There have been endless new AI model launches lately from startups and tech giants alike. Mistral just launched Mixtral 8x7B, Microsoft unveiled Phi-2, and soon after unveiling Gemini, Google has now announced Imagen-2, its most advanced AI image generator yet.
Google Deepmind’s Imagen-2 uses the commonly used “advanced text-to-image diffusion technology, delivering high-quality, photorealistic outputs that are closely aligned and consistent with the user’s prompt”, says the company’s blog post.
The new AI image generator promises accurate hands and faces down to the last detail while strictly following user prompts. Here is an example of Imagen-2 producing a photorealistic image.
The prompt used for this example was: “A shot of a 32-year-old female, up-and-coming conservationist in a jungle, athletic with short, curly hair, and a warm smile.”
Although Google does not have the best reputation for truthful demonstrations, the results are still quite impressive regardless.

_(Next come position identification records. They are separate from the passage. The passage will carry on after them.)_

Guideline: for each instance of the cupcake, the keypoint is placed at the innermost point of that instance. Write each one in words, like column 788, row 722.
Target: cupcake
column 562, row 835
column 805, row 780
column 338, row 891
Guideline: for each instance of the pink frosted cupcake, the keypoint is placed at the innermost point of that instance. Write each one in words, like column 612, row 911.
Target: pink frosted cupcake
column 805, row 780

Google was able to improve the image understanding capabilities of Imagen 2 by providing it with more descriptive captions on the images for its training data. This allows Imagen 2 to adapt to a range of labeling techniques, thereby acquiring a more intricate and varied comprehension of different prompts.
This is a technique similar to what OpenAI used to improve its current image generator model, DALL-E 3, with better prompt understanding. This technique also helps Imagen-2 gain a more sophisticated grasp of context and subtleties within prompts.
Google claims that the enhancements made to both the dataset and the model have led to significant progress in Imagen 2, particularly in aspects traditionally difficult for text-to-image systems. This includes the lifelike portrayal of human hands and faces. Furthermore, Google states that it has substantially minimized the usual imperfections typically found in images generated by AI.
To improve image quality, Google created an aesthetic model based on human preferences in different elements such as lighting, composition, exposure, sharpness, etc. Every image was given an aesthetic score so Imagen-2 could decide which photos were preferable to humans.
Google’s newest image model also allows easier manipulation and customization of an image’s style, such as incorporating reference images alongside textual descriptions.
Lastly, Imagen 2 comes with image editing capabilities like inpainting and outpainting. These functions enable users to add new elements to an existing image or to expand the image’s original frame.
Imagen 2 is accessible to developers and Cloud users through the Imagen API, which is integrated into Google Cloud’s Vertex AI platform.